Why is ice used for injuries?
Ice is used after an injury to reduce swelling and decrease pain.
Ice decreases blood flow to the injured tissue and reduces
inflammation.
When should I use ice?
Ice should be used for the first 2 to 3 days after an injury or
until the swelling goes away. For instance, if you sprained your
ankle 5 days ago and it is still swollen, you should continue to
use ice.
How should I use ice?
You can make ice packs by placing ice cubes or crushed ice in a
Ziploc-type plastic bag or you can use a commercial frozen gel
pack. To avoid frostbite, do not put an ice pack directly on your
skin. Instead, place the ice pack over a wet washcloth or towel.
Use an elastic bandage to hold the ice pack in place. Ice packs
should be used for 20 to 30 minutes every 3 to 4 hours.
To do ice massage, first freeze water in a paper or Styrofoam cup.
Then tear away the top lip of the cup and rub the ice over the
injured area for 5 to 10 minutes. Ice massage works very well for
overuse injuries.
When you first apply ice, you will feel coldness, then burning.
Then, after several minutes, the area will become numb.
Can there be any harmful effects from ice therapy?
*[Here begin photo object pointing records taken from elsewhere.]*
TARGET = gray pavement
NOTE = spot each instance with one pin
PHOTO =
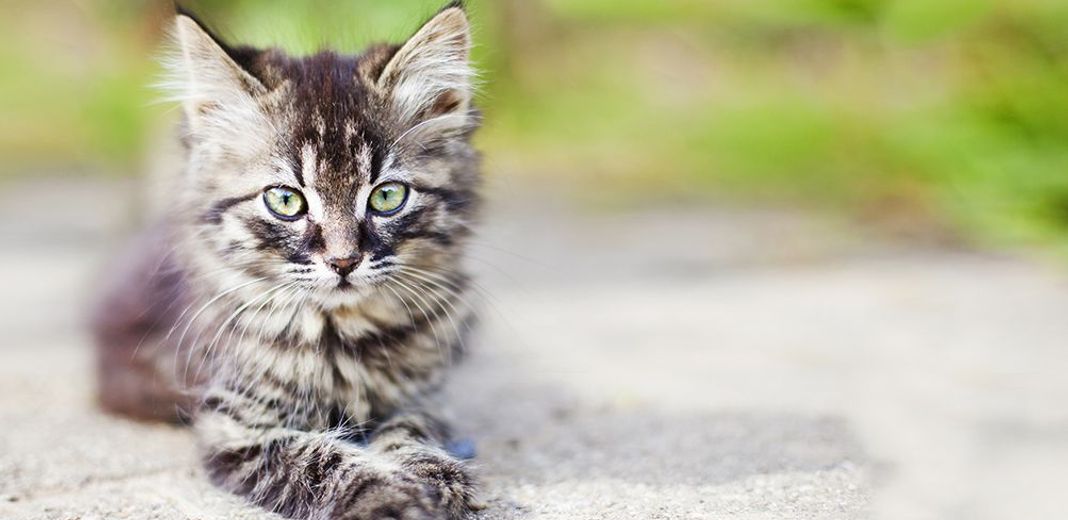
(652, 364)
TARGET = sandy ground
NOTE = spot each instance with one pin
(650, 364)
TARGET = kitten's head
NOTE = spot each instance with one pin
(327, 172)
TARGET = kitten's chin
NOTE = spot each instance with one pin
(335, 297)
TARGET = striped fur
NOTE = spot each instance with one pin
(309, 385)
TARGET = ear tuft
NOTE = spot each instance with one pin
(430, 76)
(214, 90)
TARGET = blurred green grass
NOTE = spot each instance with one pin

If ice packs are put directly on the skin and left too long,
frostbite may occur. The skin and tissue underneath (muscles,
nerves, and fat) may be injured, either temporarily or
permanently. Certain parts of the body (including the elbow, the
knee, and the foot) can be injured by cold more easily because
they don't have as much padding or insulation.
If you have nerve, vascular, or skin problems ask your healthcare
provider if you should use ice packs.
This content is reviewed periodically and is subject to
change as new health information becomes available. The
information is intended to inform and educate and is not a
replacement for medical evaluation, advice, diagnosis or
treatment by a healthcare professional.